Mara Shelton 2026

Life has so often felt like swimming through broken glass. Waking up and participating in a world that felt so fundamentally hostile every day wears on the soul. It twists and warps your mind into a thing black and blue from the evergrowing thumping, rhythmic beating upon your brow by a society that wants to force you, like clay, into a preformed mold of the model citizen. My work reflects my struggles to find a place I feel comfortable being myself. It is a representation of the roiling fear and anxiety that surge beneath a neurotypical mask that I, for so long, felt obligated to melt to my skull every morning, and just as painfully, melt off in a heaping slag at the end of the day. It is a cry into the void of pain and discomfort that comes with my own confrontation of my transness, and of the horrors of a forcefully changing body into a shape you don't recognize, a face that doesn't feel your own. My work is also a show of resilience, of hope. A purposeful manifestation of the emotion, both good and bad, that defines my life so thoroughly.

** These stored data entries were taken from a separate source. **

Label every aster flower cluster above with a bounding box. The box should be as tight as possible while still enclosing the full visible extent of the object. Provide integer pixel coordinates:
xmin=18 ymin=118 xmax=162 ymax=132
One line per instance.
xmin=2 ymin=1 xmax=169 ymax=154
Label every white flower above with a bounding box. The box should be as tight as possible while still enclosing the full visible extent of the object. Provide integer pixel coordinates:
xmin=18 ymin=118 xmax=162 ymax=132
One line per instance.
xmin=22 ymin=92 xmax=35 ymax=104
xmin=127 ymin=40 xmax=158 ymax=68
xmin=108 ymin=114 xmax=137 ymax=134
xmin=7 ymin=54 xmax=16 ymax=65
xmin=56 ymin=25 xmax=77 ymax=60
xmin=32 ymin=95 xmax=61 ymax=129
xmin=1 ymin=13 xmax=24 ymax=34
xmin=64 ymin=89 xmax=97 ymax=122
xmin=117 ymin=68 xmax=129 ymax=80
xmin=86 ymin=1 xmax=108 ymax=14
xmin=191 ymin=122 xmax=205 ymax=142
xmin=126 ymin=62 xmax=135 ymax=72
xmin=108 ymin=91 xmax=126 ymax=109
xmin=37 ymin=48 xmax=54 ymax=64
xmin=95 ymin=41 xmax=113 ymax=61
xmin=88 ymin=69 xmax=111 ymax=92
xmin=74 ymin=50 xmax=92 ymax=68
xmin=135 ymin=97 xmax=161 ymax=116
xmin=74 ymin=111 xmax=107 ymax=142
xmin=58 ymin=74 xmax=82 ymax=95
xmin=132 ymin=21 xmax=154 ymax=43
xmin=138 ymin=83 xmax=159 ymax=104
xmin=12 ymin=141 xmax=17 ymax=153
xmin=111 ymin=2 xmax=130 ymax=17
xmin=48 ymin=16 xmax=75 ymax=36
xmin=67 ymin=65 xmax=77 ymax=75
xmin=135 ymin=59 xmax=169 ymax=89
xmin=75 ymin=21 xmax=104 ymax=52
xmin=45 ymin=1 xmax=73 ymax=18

My work invites you into my space, my world. It is a forceful journey to a place familiar yet foreign, that roiling pit the boxes we learn to inhabit shelter us from. There is an evident theme of the twisting of bodily form present, a stark draw from my own experience with body and gender dysphoria, and the horror it became within my day to day life. I find my work so often becomes a twisted photo of my life and of my struggles. It is a broken mirror, of twisting sculpture forms, and harsh lines on roughly hewn canvas. The sculptures of my show Dysphoria are a conduit of the existentialist themes of my life. They are a display of warped clays, pulled forcefully into shapes to mirror the pain of growing up queer and alone. They are a snapshot of the pain I can no longer hold within, leaking out of my mind through bodies of metal and paper, skin and blood.

They are reflections of the hope and positivity I still manage to feel in spite of the pain, those daily bits of whimsy I somehow still manage to find.